'Innocents and Others' by Dana Spiotta: EW review
Innocents and Others: A Novel
“This is a love story,” Innocents and Others begins. And it will say that again more than once, though conventional romance is almost entirely sidelined in Dana Spiotta’s tricky, unsettling novel. Instead, she’s interested in other kinds of connections—the feverish intensity of female friendships, the single-minded focus of obsession, the sudden communions that spring up between strangers. But most of all, Innocents is about its three main characters’ lifelong love affair with cinema—“black-and-white movies, Technicolor movies, glistening silent movies, short and long movies, old and contemporary movies, funny slapstick movies, deep subtitled movies, glorious American movies”—and the magic it takes to make them.
That’s what bonds Meadow Mori and Carrie Wexler when they first meet in junior high in 1980s Los Angeles. Meadow is sleek and arty and aloof where Carrie is chubby and awkward; Meadow has wealthy parents and a bedroom suite in Bel Air, Carrie is a latchkey kid with a single mom and a daily after-school date with The Love Boat and Three’s Company reruns. Together, though, they can spend hours watching and talking about films, and dreaming of making their own. As their teenage dabbling extends into young adulthood and then middle age, Meadow earns acclaim for her stark, esoteric documentaries while Carrie veers toward directing mildly subversive mainstream comedies. And one of them will find an eventual subject in Jelly, an enigmatic woman known for cold-calling powerful Hollywood men and drawing them into chaste but passionate relationships that she refuses to move from the telephone into the real world.
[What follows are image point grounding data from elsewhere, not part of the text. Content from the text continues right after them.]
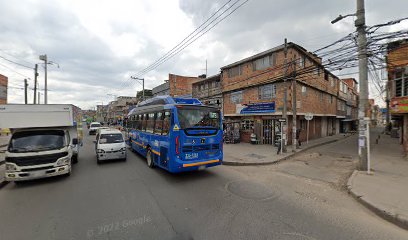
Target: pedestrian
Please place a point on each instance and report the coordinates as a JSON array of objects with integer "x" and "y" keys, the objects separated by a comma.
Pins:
[{"x": 298, "y": 137}]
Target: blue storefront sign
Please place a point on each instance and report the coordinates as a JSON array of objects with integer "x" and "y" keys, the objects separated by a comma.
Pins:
[{"x": 268, "y": 107}]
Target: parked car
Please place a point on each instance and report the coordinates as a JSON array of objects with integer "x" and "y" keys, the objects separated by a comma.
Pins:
[
  {"x": 93, "y": 127},
  {"x": 110, "y": 145}
]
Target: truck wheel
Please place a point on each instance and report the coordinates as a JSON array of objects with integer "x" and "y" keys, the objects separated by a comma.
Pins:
[
  {"x": 74, "y": 159},
  {"x": 149, "y": 158}
]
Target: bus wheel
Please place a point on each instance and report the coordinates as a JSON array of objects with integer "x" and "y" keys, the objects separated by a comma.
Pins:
[{"x": 149, "y": 158}]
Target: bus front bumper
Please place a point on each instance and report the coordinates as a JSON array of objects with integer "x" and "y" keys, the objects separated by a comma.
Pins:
[{"x": 31, "y": 175}]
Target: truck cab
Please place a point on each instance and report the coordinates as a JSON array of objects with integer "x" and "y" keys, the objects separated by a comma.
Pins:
[{"x": 45, "y": 140}]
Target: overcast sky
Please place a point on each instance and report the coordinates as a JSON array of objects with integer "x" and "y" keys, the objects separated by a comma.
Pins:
[{"x": 99, "y": 44}]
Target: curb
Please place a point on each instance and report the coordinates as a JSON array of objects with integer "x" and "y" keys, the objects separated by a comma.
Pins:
[
  {"x": 232, "y": 163},
  {"x": 391, "y": 217}
]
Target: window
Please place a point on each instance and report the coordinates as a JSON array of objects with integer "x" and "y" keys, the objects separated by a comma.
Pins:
[
  {"x": 303, "y": 124},
  {"x": 247, "y": 124},
  {"x": 150, "y": 122},
  {"x": 139, "y": 122},
  {"x": 317, "y": 71},
  {"x": 302, "y": 62},
  {"x": 304, "y": 90},
  {"x": 236, "y": 97},
  {"x": 263, "y": 62},
  {"x": 144, "y": 118},
  {"x": 267, "y": 91},
  {"x": 159, "y": 123},
  {"x": 166, "y": 123},
  {"x": 326, "y": 75},
  {"x": 235, "y": 71}
]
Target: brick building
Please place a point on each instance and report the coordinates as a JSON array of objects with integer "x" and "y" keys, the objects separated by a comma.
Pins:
[
  {"x": 253, "y": 90},
  {"x": 176, "y": 85},
  {"x": 3, "y": 89},
  {"x": 209, "y": 91},
  {"x": 397, "y": 67}
]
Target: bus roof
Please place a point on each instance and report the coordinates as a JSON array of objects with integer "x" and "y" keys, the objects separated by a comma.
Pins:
[{"x": 165, "y": 100}]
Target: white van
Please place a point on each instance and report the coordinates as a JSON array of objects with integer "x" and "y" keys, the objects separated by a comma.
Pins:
[{"x": 110, "y": 144}]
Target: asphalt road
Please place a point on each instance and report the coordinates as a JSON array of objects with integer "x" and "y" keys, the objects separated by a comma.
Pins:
[{"x": 127, "y": 200}]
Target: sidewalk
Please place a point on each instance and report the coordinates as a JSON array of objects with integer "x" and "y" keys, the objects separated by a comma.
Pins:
[
  {"x": 242, "y": 154},
  {"x": 385, "y": 191}
]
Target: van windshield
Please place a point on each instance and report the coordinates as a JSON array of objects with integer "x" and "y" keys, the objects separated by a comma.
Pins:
[
  {"x": 36, "y": 141},
  {"x": 111, "y": 138}
]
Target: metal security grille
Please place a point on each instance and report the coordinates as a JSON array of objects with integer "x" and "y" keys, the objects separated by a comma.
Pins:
[{"x": 267, "y": 131}]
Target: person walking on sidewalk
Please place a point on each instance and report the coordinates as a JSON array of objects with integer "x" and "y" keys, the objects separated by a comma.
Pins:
[{"x": 298, "y": 137}]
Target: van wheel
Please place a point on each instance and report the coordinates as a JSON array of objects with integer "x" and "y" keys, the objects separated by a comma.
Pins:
[
  {"x": 149, "y": 158},
  {"x": 74, "y": 159}
]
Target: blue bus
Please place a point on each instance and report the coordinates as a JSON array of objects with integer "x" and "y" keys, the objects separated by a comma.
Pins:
[{"x": 176, "y": 134}]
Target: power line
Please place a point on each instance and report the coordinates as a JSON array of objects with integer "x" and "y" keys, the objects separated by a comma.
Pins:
[
  {"x": 19, "y": 64},
  {"x": 192, "y": 37}
]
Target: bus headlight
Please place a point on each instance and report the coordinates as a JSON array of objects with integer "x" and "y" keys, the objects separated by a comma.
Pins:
[
  {"x": 10, "y": 167},
  {"x": 63, "y": 161}
]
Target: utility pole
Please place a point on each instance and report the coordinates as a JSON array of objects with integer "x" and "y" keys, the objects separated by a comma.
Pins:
[
  {"x": 285, "y": 98},
  {"x": 25, "y": 91},
  {"x": 294, "y": 107},
  {"x": 35, "y": 82},
  {"x": 363, "y": 140},
  {"x": 140, "y": 79},
  {"x": 387, "y": 101},
  {"x": 44, "y": 58}
]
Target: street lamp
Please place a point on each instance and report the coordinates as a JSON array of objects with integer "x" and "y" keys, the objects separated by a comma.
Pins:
[
  {"x": 140, "y": 79},
  {"x": 46, "y": 62}
]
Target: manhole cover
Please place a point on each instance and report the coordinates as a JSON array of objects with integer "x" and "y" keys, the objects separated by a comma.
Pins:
[
  {"x": 253, "y": 155},
  {"x": 251, "y": 190}
]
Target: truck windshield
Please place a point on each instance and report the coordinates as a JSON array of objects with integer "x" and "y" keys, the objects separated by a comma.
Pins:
[
  {"x": 36, "y": 141},
  {"x": 190, "y": 117},
  {"x": 111, "y": 138}
]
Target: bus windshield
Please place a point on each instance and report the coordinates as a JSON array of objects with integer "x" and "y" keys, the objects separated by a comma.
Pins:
[{"x": 190, "y": 117}]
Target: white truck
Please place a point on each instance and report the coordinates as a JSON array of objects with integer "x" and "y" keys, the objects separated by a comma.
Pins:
[{"x": 44, "y": 142}]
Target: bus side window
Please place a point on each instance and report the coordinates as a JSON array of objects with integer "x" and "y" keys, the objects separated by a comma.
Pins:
[
  {"x": 139, "y": 122},
  {"x": 144, "y": 120},
  {"x": 159, "y": 123},
  {"x": 150, "y": 123},
  {"x": 166, "y": 123}
]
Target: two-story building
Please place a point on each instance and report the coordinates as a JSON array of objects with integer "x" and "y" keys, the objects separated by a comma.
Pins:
[
  {"x": 253, "y": 94},
  {"x": 208, "y": 91},
  {"x": 397, "y": 67}
]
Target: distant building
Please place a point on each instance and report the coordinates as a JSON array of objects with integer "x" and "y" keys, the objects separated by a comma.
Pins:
[
  {"x": 175, "y": 86},
  {"x": 3, "y": 89},
  {"x": 162, "y": 89},
  {"x": 209, "y": 91},
  {"x": 397, "y": 67}
]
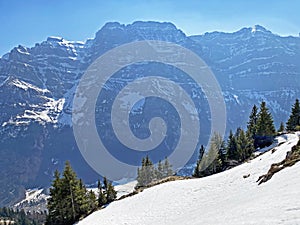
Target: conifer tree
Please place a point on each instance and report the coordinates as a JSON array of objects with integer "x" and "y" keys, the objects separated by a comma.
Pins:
[
  {"x": 159, "y": 171},
  {"x": 107, "y": 193},
  {"x": 147, "y": 173},
  {"x": 265, "y": 124},
  {"x": 244, "y": 145},
  {"x": 68, "y": 200},
  {"x": 211, "y": 162},
  {"x": 252, "y": 123},
  {"x": 197, "y": 172},
  {"x": 232, "y": 151},
  {"x": 54, "y": 204},
  {"x": 293, "y": 123},
  {"x": 281, "y": 127},
  {"x": 167, "y": 168},
  {"x": 101, "y": 195}
]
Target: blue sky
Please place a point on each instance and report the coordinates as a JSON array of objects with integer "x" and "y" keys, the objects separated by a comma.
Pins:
[{"x": 27, "y": 22}]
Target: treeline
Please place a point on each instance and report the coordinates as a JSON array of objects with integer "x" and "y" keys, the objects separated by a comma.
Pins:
[
  {"x": 149, "y": 173},
  {"x": 241, "y": 144},
  {"x": 9, "y": 216},
  {"x": 70, "y": 200}
]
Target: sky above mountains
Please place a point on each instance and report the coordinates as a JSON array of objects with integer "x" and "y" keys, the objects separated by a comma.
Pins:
[{"x": 31, "y": 21}]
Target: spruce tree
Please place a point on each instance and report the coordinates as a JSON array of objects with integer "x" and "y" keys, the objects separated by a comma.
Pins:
[
  {"x": 159, "y": 171},
  {"x": 101, "y": 195},
  {"x": 54, "y": 203},
  {"x": 245, "y": 145},
  {"x": 167, "y": 168},
  {"x": 293, "y": 123},
  {"x": 265, "y": 124},
  {"x": 252, "y": 123},
  {"x": 281, "y": 128},
  {"x": 197, "y": 171},
  {"x": 147, "y": 173},
  {"x": 211, "y": 162},
  {"x": 68, "y": 198},
  {"x": 265, "y": 127},
  {"x": 232, "y": 152},
  {"x": 107, "y": 193}
]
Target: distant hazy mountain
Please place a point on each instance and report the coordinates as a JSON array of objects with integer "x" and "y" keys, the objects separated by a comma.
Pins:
[{"x": 37, "y": 86}]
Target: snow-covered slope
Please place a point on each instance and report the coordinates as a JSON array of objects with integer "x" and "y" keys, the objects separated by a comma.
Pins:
[{"x": 225, "y": 198}]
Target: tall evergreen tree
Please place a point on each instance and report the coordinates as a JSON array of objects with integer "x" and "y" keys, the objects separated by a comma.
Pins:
[
  {"x": 245, "y": 145},
  {"x": 69, "y": 199},
  {"x": 281, "y": 127},
  {"x": 54, "y": 204},
  {"x": 197, "y": 171},
  {"x": 265, "y": 124},
  {"x": 265, "y": 127},
  {"x": 147, "y": 173},
  {"x": 211, "y": 162},
  {"x": 107, "y": 193},
  {"x": 293, "y": 123},
  {"x": 252, "y": 123},
  {"x": 167, "y": 168},
  {"x": 232, "y": 151}
]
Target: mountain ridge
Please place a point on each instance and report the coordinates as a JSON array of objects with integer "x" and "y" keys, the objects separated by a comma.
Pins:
[{"x": 250, "y": 67}]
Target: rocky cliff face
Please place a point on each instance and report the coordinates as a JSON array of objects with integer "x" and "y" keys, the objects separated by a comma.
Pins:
[{"x": 37, "y": 86}]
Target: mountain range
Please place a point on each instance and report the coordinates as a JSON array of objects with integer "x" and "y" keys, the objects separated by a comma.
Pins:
[{"x": 37, "y": 86}]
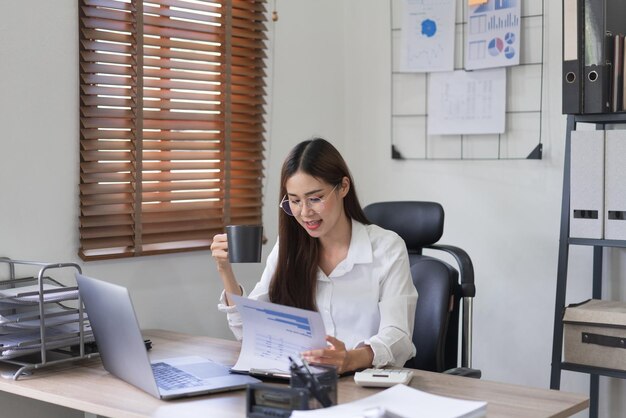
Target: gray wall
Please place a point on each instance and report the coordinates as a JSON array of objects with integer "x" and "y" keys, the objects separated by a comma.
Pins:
[{"x": 328, "y": 76}]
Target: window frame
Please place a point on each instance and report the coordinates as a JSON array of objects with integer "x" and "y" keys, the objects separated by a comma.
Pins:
[{"x": 170, "y": 152}]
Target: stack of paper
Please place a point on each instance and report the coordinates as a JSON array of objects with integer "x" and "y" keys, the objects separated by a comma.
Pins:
[{"x": 401, "y": 401}]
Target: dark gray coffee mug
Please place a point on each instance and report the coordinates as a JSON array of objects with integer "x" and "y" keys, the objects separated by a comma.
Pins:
[{"x": 244, "y": 243}]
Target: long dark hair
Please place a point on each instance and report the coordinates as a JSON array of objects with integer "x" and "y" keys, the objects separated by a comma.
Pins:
[{"x": 295, "y": 280}]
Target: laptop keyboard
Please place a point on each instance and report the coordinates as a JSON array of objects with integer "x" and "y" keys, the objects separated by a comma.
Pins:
[{"x": 169, "y": 377}]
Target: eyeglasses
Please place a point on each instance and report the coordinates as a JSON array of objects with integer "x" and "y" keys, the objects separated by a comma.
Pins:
[{"x": 294, "y": 207}]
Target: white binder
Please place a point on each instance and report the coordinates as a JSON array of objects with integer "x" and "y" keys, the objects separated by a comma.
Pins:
[
  {"x": 587, "y": 184},
  {"x": 615, "y": 189}
]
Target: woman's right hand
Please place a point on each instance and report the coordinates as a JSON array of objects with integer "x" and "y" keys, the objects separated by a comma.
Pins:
[{"x": 219, "y": 251}]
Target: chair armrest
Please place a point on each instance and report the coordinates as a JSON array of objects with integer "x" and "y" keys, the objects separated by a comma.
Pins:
[
  {"x": 464, "y": 371},
  {"x": 466, "y": 268}
]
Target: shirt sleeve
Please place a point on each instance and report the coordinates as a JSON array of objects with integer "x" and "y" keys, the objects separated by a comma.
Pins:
[
  {"x": 260, "y": 292},
  {"x": 393, "y": 344}
]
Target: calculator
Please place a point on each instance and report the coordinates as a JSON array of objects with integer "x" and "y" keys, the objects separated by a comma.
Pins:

As a novelist, Spiotta is cool in both senses of the word: Her books, including the prizewinning Stone Arabia and Eat the Document, are praised for their taut modernity and lauded by literary supernovas like Don DeLillo and George Saunders. But she can also be chilly emotionally, and it’s not until late in Innocents’ disjointed narrative that her remove falls away. “It feels good,” Meadow marvels near the end, “to lose her indifference, to move outside her own experience for an instant.” It suits Spiotta, too. B
OPENING LINES “This is a love story. My boyfriend used to, used to. Now he is. Enormous. He says he worries about exposure, books, articles, lies, truth. Everything.”